Top 10 Sysadmin Horror Stories: From rm -rf Disasters to Production DB Deletions


3 views

One sysadmin shared how a simple cleanup script turned catastrophic when it contained:

# Oops! Missing the directory path
rm -rf / var/log/apache2/*

The extra space between / and var made the command target the root directory. They caught it after 30 seconds, but critical system files were already gone.

A DBA meant to drop a test database but accidentally targeted production:

-- Meant to run on test-server-01
DROP DATABASE customer_data;
-- Executed on prod-db-01 instead

4 hours of transaction data lost before restoring from backups.

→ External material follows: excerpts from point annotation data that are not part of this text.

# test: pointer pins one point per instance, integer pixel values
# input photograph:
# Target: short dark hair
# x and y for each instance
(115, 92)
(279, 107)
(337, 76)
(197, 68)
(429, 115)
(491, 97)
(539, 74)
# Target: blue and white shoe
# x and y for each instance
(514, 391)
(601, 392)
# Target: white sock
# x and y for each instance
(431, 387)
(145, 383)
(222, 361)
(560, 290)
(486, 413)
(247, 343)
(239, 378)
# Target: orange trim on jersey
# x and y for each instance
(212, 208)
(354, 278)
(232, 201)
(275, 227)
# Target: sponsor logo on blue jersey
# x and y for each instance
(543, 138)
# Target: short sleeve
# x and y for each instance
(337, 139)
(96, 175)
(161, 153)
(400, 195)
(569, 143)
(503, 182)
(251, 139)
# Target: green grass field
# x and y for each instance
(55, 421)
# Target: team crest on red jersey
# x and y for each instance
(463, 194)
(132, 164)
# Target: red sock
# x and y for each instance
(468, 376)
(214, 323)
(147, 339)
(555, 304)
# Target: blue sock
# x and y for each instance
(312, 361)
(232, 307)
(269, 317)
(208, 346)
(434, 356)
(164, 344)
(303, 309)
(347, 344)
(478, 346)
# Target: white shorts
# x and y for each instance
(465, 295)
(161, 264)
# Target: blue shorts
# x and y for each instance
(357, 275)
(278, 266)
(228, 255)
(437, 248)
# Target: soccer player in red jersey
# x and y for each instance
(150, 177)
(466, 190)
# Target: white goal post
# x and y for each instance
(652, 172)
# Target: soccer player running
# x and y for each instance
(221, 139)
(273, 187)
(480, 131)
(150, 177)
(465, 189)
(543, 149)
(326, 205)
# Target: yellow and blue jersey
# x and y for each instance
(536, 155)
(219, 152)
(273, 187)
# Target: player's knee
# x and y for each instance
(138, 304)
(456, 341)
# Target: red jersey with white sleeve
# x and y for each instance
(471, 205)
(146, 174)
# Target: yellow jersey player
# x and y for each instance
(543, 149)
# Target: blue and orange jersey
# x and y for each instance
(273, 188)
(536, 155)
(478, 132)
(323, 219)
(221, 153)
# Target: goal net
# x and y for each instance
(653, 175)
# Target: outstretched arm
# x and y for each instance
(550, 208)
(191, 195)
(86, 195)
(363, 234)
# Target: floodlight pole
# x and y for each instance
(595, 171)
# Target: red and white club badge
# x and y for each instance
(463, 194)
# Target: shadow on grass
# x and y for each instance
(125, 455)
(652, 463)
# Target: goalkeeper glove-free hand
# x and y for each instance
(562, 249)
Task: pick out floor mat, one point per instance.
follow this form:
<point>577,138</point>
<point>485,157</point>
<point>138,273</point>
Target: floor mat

A storage admin was expanding a LUN but formatted the wrong device:

# Meant to format /dev/sdh1
mkfs.ext4 /dev/sdi1
# Oops - that was the backup server's disk

Bonus points: The backup server was handling that night's backups.

A Python script for cleaning old VMs had a logic error:

# Bug in age calculation
if vm.created_at < datetime.now() - timedelta(days=30):
    vm.delete()  # Ran on all VMs due to negative time delta

An engineer testing HA configuration took down both nodes:

# Testing failover
systemctl stop haproxy@node1
systemctl stop haproxy@node2  # Oops, forgot to start node1 first

All external services were down for 18 minutes.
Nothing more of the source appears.